To effectively improve the health of people and the delivery of health care, you don't need everything - just the right things.

That is the premise behind the keynote address at Research!Louisville, to be presented at 1 p.m., Friday, Oct. 30, by Clay B. Marsh, M.D., vice president and executive dean of health sciences at West Virginia University. Admission is free to the event which will be held in Rooms 101/102 of the Kosair Charities Clinical & Translational Research Building at the University of Louisville Health Sciences Center, 505 S. Hancock St.

Celebrating its 20th anniversary, Research!Louisville is an annual conference that highlights research conducted by the institutions in the Louisville Medical Center.
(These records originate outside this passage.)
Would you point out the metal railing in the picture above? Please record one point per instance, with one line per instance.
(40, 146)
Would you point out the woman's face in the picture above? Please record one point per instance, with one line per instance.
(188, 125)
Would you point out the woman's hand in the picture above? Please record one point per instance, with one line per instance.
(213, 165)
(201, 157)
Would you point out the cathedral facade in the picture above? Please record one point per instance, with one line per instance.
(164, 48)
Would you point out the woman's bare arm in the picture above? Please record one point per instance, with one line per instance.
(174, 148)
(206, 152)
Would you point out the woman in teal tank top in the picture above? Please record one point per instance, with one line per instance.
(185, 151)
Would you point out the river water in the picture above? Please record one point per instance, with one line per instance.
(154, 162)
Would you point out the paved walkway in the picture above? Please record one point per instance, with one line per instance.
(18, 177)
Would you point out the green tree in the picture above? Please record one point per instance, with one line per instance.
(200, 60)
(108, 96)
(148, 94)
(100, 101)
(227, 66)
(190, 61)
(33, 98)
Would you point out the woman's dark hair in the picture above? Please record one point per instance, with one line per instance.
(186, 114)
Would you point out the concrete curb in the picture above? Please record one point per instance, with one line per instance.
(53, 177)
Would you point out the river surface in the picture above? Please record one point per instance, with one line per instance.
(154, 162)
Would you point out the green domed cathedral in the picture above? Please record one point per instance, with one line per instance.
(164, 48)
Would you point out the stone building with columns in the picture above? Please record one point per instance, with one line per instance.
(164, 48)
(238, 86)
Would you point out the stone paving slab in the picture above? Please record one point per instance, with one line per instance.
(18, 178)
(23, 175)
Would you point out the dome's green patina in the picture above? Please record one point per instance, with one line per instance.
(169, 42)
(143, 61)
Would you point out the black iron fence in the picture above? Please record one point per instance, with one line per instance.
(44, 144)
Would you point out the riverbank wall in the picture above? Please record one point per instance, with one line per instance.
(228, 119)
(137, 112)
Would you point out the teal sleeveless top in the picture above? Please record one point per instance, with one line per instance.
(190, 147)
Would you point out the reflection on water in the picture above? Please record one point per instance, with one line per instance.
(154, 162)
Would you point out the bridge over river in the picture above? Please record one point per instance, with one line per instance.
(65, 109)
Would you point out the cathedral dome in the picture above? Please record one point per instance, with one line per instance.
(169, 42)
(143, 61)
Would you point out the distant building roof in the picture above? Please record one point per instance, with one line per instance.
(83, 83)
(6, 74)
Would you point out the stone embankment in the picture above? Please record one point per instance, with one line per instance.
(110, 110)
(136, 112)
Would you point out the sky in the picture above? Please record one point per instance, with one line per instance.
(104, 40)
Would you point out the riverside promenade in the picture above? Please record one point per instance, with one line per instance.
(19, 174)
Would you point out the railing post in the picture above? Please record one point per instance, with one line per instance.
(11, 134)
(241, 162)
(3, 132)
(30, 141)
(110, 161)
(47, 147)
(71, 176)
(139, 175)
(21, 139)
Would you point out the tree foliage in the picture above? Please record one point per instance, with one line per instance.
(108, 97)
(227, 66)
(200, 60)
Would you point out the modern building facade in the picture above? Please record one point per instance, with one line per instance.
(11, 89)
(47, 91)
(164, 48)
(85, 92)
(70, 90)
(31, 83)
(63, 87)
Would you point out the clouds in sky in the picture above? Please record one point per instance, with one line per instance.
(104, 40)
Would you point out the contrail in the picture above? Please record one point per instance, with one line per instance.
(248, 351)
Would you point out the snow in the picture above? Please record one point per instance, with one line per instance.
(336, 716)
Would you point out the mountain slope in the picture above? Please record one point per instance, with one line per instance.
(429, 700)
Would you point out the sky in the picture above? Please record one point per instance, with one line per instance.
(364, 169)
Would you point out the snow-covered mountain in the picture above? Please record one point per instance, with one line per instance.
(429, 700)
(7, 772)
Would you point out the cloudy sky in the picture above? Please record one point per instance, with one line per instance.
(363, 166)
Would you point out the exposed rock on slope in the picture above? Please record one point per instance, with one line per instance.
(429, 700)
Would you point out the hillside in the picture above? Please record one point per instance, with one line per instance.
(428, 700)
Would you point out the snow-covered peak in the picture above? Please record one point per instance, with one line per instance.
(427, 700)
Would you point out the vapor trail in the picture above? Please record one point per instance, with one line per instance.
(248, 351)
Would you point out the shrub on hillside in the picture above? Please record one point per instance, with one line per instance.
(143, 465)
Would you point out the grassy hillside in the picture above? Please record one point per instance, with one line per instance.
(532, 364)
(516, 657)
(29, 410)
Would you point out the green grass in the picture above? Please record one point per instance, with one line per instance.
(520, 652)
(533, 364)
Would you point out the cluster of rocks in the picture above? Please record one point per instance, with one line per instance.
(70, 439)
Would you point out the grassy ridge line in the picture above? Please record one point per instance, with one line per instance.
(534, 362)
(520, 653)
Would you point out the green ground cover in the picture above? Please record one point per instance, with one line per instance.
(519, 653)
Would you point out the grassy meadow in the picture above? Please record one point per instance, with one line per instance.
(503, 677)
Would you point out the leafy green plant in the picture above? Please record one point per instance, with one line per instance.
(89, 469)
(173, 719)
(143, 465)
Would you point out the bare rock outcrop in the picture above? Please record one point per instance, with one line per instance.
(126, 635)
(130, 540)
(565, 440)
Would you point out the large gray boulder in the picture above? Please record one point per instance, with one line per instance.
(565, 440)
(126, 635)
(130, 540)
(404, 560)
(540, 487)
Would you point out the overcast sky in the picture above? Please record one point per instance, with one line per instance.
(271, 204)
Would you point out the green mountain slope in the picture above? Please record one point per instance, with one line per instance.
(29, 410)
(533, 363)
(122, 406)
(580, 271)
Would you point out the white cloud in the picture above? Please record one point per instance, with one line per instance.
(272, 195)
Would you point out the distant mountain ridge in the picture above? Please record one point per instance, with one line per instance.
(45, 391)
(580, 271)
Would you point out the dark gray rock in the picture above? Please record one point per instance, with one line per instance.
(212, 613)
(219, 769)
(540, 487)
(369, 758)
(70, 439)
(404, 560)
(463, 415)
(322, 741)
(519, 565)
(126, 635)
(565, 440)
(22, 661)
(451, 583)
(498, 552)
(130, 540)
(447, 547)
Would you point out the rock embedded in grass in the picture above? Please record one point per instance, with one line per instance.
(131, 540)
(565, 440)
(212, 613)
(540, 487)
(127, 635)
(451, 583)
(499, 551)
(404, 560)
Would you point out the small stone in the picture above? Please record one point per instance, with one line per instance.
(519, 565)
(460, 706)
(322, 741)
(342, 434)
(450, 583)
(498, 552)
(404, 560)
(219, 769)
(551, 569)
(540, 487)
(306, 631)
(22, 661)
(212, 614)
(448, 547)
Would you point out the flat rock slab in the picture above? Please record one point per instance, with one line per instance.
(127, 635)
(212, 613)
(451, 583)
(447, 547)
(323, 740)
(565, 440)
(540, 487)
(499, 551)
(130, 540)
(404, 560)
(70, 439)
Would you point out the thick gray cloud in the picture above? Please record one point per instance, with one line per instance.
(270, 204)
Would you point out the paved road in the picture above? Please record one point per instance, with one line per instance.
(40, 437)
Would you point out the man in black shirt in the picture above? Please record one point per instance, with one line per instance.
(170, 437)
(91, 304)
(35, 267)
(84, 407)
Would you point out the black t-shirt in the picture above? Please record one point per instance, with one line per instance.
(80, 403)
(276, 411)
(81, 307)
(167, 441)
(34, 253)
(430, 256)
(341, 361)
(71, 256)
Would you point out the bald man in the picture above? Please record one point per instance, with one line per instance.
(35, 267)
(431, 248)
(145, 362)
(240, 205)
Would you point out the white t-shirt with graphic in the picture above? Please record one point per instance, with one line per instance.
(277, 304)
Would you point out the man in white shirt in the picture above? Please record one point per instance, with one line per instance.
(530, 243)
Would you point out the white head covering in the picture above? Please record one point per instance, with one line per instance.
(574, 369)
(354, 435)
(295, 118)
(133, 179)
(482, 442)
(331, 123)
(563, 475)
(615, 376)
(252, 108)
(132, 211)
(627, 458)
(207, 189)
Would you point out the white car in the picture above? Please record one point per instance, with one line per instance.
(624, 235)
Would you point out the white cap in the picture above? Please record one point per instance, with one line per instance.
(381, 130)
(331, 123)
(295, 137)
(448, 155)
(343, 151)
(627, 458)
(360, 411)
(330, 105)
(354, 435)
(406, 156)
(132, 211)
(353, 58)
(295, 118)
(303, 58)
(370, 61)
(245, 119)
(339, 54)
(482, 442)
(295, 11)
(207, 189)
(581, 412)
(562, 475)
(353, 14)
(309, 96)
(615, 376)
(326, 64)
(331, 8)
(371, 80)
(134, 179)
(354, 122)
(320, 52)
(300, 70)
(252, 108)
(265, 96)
Research!Louisville will be held Oct. 27-30 in several locations in the medical center area.

Marsh will present "Leveraging Nature to Create an Anti-Fragile Health Care System: From Black Swans to the Marines." His address will focus on issues uncovered in the asymmetry found in complex systems, or as author Malcolm Gladwell postulated in his 2002 book "The Tipping Point: How Little Things Can Make a Big Difference," the Law of the Few.

Gladwell noted that achieving a result - such as making something go viral - requires "connectors," or people who know many others; "mavens," people who know the best things; and "salespeople," people who try things first. With the right grouping of connectors, mavens and salespeople, you don't need to involve everyone, just the "right" ones to achieve your result.

"This Law of the Few extends to all systems in nature," Marsh said. "Only a few elements out of many are most important. In health, for example, although a complex series of events define every individual's health status, one very simple approach is to examine the natural process that makes each of us less healthy: aging.

"In this paradigm, the things that indicate a lower biological age improve health. Things that indicate an elevated biological age decrease health." From that perspective, Marsh said, we can identify those behaviors and activities that foster health and wellness.

Marsh will discuss how the Law of the Few also can help lead to novel designs in new health care systems that both learn from and meet the needs of people. Health care providers are advised to create systems that embrace and benefit from volatility, and change the model of care from an emphasis on disease to one on health.

"By identifying the key elements that identify health - what it means to be a healthy person - we begin to know how to create the social systems needed to nudge behavior to health and measure it at a personal level," he said.